How is Apple’s record for personal security? It depends upon who you ask. Security experts say OS X and iOS are not as secure as Windows or Android, yet most of the PC or mobile device malware exist on both, not on Macs, iPhones, or iPads. What’s up with the disparity?
It’s the age old issue of vulnerability vs. exploit. Those who count the former insist Apple’s devices have security problems. Those who count the latter find far fewer problems, which helps to explain why both Windows and Android have far more malware than Apple devices.
When it comes to personal security, Apple’s decision to add encryption to select iOS apps and services has the government’s spooks crying from the hilltops; “Apple is helping terrorists!” Of course, those same government spooks didn’t have any trouble hacking into and spying on German politicians, so, go figure.
When it became public that the U.S. government was snooping on everyone, Germany responded with Volksverschlüsselung. Loosely translated, Volksverschlüsselung means ‘Encryption for Everyone‘. Germany’s government now wants citizens to have more security, thanks to U.S. intrusions, and launched De-Mail for ordinary internet users. De-Mail is end-to-end encrypted email.
Caveat? Obviously, everyone needs to use De-Mail to make it fully effective. Apple has something like that already with Messages, whereby text messages from one Messages user to another are encrypted and Apple throws away the key. The U.S. government’s spooks don’t like that, of course, and that’s the point. Personal privacy and security should be more important to individuals than to the government.
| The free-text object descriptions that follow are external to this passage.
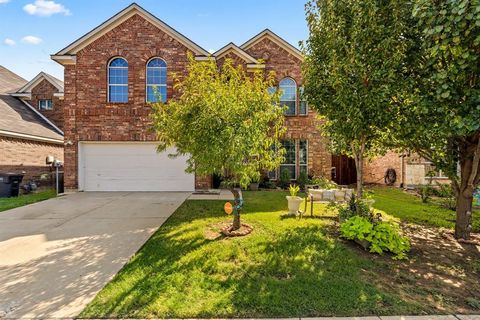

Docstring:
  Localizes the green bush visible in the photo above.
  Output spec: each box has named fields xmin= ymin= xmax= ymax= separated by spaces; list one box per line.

xmin=308 ymin=176 xmax=337 ymax=189
xmin=432 ymin=182 xmax=456 ymax=211
xmin=432 ymin=182 xmax=455 ymax=198
xmin=259 ymin=174 xmax=276 ymax=189
xmin=418 ymin=185 xmax=432 ymax=203
xmin=297 ymin=170 xmax=308 ymax=190
xmin=279 ymin=168 xmax=291 ymax=189
xmin=337 ymin=193 xmax=381 ymax=223
xmin=340 ymin=216 xmax=410 ymax=260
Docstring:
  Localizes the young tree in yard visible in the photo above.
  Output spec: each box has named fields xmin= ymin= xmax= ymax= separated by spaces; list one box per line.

xmin=396 ymin=0 xmax=480 ymax=240
xmin=302 ymin=0 xmax=415 ymax=198
xmin=151 ymin=54 xmax=285 ymax=232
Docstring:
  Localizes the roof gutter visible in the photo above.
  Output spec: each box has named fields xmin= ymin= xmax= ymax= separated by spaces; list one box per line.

xmin=0 ymin=130 xmax=64 ymax=145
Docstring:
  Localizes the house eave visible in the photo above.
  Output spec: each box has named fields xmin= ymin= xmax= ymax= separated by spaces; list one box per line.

xmin=51 ymin=55 xmax=77 ymax=65
xmin=0 ymin=130 xmax=64 ymax=145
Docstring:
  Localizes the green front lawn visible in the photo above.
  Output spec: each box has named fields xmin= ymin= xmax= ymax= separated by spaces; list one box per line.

xmin=0 ymin=190 xmax=56 ymax=212
xmin=81 ymin=190 xmax=480 ymax=318
xmin=371 ymin=187 xmax=480 ymax=232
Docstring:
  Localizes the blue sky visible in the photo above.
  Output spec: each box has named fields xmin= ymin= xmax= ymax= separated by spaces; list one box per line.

xmin=0 ymin=0 xmax=308 ymax=81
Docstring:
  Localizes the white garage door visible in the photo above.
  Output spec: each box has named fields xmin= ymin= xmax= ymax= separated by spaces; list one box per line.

xmin=79 ymin=142 xmax=194 ymax=191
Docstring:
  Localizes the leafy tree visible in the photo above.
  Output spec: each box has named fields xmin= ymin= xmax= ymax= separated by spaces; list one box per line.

xmin=151 ymin=54 xmax=285 ymax=231
xmin=397 ymin=0 xmax=480 ymax=239
xmin=303 ymin=0 xmax=415 ymax=197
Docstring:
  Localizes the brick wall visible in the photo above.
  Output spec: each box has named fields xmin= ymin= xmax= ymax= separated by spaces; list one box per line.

xmin=245 ymin=37 xmax=332 ymax=178
xmin=0 ymin=136 xmax=63 ymax=184
xmin=63 ymin=14 xmax=194 ymax=190
xmin=363 ymin=151 xmax=403 ymax=186
xmin=30 ymin=79 xmax=64 ymax=130
xmin=63 ymin=14 xmax=331 ymax=190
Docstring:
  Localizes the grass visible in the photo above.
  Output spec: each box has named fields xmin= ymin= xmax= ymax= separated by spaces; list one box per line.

xmin=81 ymin=189 xmax=480 ymax=318
xmin=370 ymin=187 xmax=480 ymax=232
xmin=81 ymin=191 xmax=429 ymax=318
xmin=0 ymin=189 xmax=56 ymax=212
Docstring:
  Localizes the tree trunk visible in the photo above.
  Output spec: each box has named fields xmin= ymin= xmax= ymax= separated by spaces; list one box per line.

xmin=352 ymin=145 xmax=365 ymax=199
xmin=452 ymin=135 xmax=480 ymax=240
xmin=455 ymin=188 xmax=473 ymax=240
xmin=230 ymin=188 xmax=243 ymax=231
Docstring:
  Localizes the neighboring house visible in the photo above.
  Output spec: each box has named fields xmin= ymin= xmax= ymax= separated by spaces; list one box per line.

xmin=12 ymin=72 xmax=65 ymax=131
xmin=51 ymin=3 xmax=331 ymax=192
xmin=0 ymin=66 xmax=64 ymax=183
xmin=364 ymin=152 xmax=451 ymax=188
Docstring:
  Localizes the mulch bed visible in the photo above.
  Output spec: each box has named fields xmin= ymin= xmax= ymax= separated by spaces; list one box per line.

xmin=204 ymin=221 xmax=253 ymax=240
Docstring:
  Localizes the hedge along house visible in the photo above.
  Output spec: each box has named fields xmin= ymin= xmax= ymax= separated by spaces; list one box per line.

xmin=0 ymin=66 xmax=64 ymax=184
xmin=51 ymin=3 xmax=333 ymax=192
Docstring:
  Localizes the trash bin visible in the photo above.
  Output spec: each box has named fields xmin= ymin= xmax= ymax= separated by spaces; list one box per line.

xmin=0 ymin=173 xmax=24 ymax=197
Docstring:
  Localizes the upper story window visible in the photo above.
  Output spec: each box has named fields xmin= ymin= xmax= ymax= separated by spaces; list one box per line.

xmin=38 ymin=99 xmax=53 ymax=110
xmin=146 ymin=58 xmax=167 ymax=103
xmin=299 ymin=86 xmax=308 ymax=115
xmin=279 ymin=78 xmax=297 ymax=116
xmin=108 ymin=57 xmax=128 ymax=103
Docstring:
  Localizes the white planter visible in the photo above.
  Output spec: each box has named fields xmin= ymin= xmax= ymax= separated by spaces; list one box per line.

xmin=286 ymin=196 xmax=303 ymax=215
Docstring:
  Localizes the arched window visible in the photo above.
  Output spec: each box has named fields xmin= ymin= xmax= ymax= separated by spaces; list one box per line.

xmin=279 ymin=77 xmax=297 ymax=115
xmin=146 ymin=58 xmax=167 ymax=103
xmin=108 ymin=57 xmax=128 ymax=103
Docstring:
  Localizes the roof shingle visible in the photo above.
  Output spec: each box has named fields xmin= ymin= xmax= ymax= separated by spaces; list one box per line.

xmin=0 ymin=66 xmax=63 ymax=141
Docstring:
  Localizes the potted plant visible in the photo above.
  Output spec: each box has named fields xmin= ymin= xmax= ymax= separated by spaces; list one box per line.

xmin=249 ymin=176 xmax=260 ymax=191
xmin=286 ymin=184 xmax=303 ymax=215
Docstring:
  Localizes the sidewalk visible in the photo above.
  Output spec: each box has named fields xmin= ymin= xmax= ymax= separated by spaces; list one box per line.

xmin=293 ymin=316 xmax=480 ymax=320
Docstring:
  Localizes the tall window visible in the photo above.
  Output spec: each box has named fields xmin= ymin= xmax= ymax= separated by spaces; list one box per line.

xmin=38 ymin=99 xmax=53 ymax=110
xmin=280 ymin=140 xmax=297 ymax=180
xmin=279 ymin=78 xmax=297 ymax=115
xmin=299 ymin=140 xmax=308 ymax=175
xmin=299 ymin=86 xmax=308 ymax=115
xmin=146 ymin=58 xmax=167 ymax=103
xmin=108 ymin=57 xmax=128 ymax=103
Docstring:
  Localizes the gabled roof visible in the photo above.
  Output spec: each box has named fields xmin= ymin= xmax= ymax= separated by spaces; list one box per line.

xmin=0 ymin=66 xmax=63 ymax=143
xmin=0 ymin=65 xmax=27 ymax=94
xmin=240 ymin=29 xmax=304 ymax=61
xmin=213 ymin=42 xmax=259 ymax=64
xmin=52 ymin=3 xmax=209 ymax=65
xmin=14 ymin=72 xmax=64 ymax=95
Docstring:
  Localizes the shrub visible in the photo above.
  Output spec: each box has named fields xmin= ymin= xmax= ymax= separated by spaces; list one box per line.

xmin=337 ymin=193 xmax=381 ymax=223
xmin=309 ymin=176 xmax=337 ymax=189
xmin=297 ymin=170 xmax=308 ymax=190
xmin=340 ymin=216 xmax=373 ymax=241
xmin=279 ymin=168 xmax=291 ymax=189
xmin=259 ymin=174 xmax=275 ymax=189
xmin=418 ymin=185 xmax=432 ymax=203
xmin=433 ymin=182 xmax=456 ymax=210
xmin=340 ymin=216 xmax=410 ymax=260
xmin=432 ymin=182 xmax=455 ymax=198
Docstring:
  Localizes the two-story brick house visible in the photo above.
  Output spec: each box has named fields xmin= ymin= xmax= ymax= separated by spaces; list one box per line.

xmin=51 ymin=3 xmax=331 ymax=192
xmin=0 ymin=67 xmax=64 ymax=183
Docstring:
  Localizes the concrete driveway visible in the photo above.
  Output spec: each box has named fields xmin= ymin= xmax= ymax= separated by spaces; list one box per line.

xmin=0 ymin=191 xmax=189 ymax=318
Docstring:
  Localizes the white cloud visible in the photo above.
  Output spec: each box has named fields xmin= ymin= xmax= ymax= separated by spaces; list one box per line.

xmin=21 ymin=35 xmax=43 ymax=45
xmin=3 ymin=38 xmax=16 ymax=46
xmin=0 ymin=0 xmax=11 ymax=4
xmin=208 ymin=49 xmax=215 ymax=54
xmin=23 ymin=0 xmax=71 ymax=17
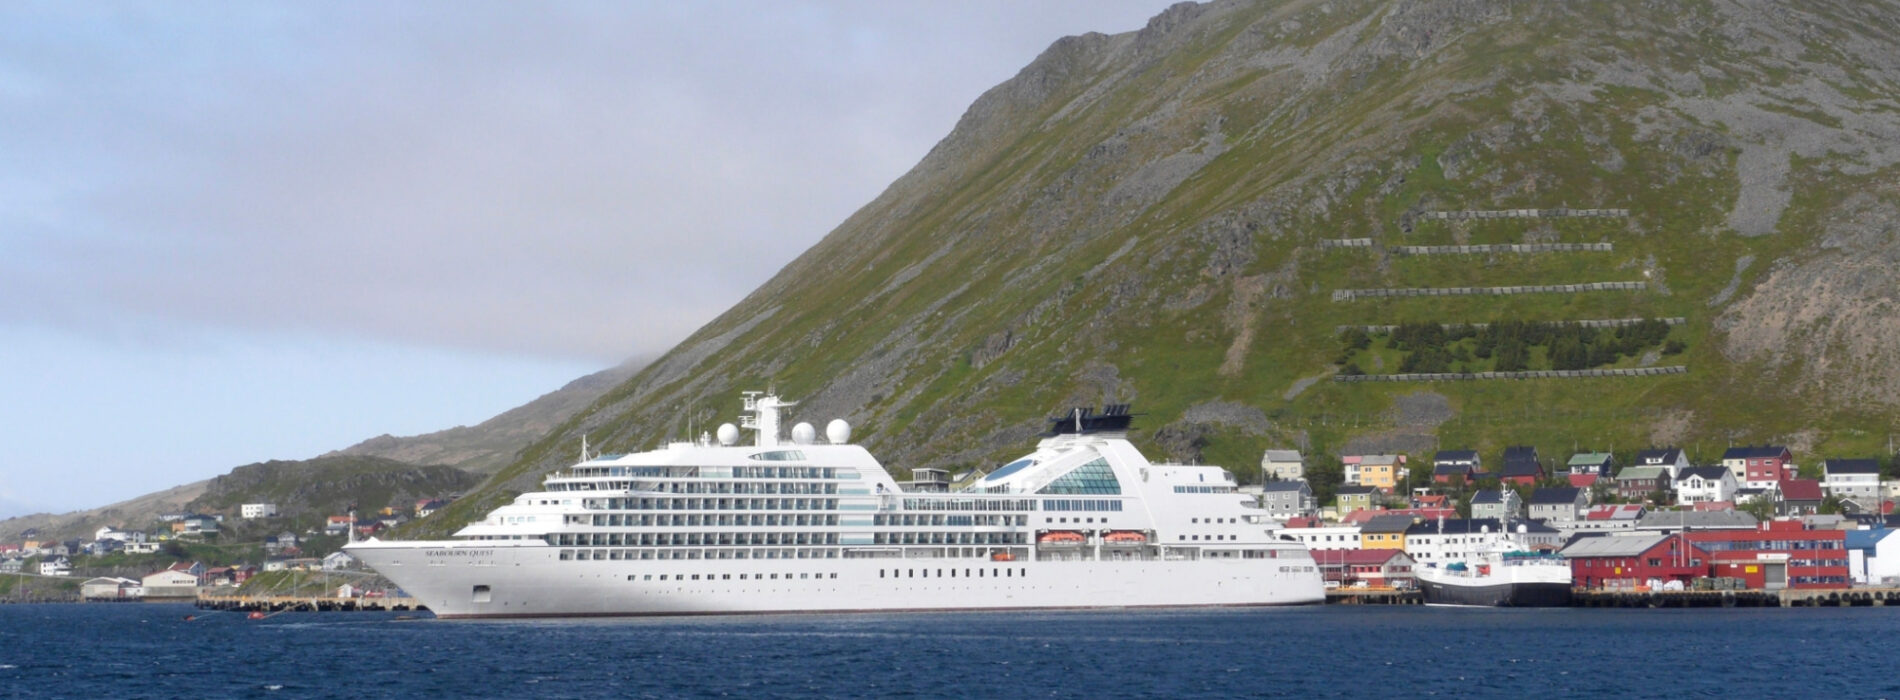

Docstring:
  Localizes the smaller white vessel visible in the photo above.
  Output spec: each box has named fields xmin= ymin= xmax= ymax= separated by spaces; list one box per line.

xmin=1415 ymin=523 xmax=1572 ymax=607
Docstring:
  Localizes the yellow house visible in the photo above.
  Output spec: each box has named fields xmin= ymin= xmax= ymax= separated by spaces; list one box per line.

xmin=1364 ymin=455 xmax=1410 ymax=492
xmin=1358 ymin=514 xmax=1415 ymax=551
xmin=1347 ymin=454 xmax=1410 ymax=493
What can Apple do to enhance personal privacy and security for Mac, iPhone, and iPad users. How about end-to-end encrypted secure email? Email encryption is nothing new, but deploying such security is the challenge; people have multiple email accounts, which means multiple email servers, which means encrypting most email messages is next to impossible.
First, Apple could and should start the ball rolling by employing end-to-end encryption with Mail between Mails users; Mac, iPhone, iPad. Second, whatever standard Apple employs to encrypt email messages should be available to Google, Microsoft, Yahoo!, and other major email services, and made available to the server community to be deployed for other email services, personal and business.
Sara Zaske explains how the Germans launched and then improved Volksverschlüsselung and how they’re moving it to popular services and email apps.
If Apple remains truly and steadfastly on the side of personal security then end-to-end encryption needs to move beyond text messages between Messages users.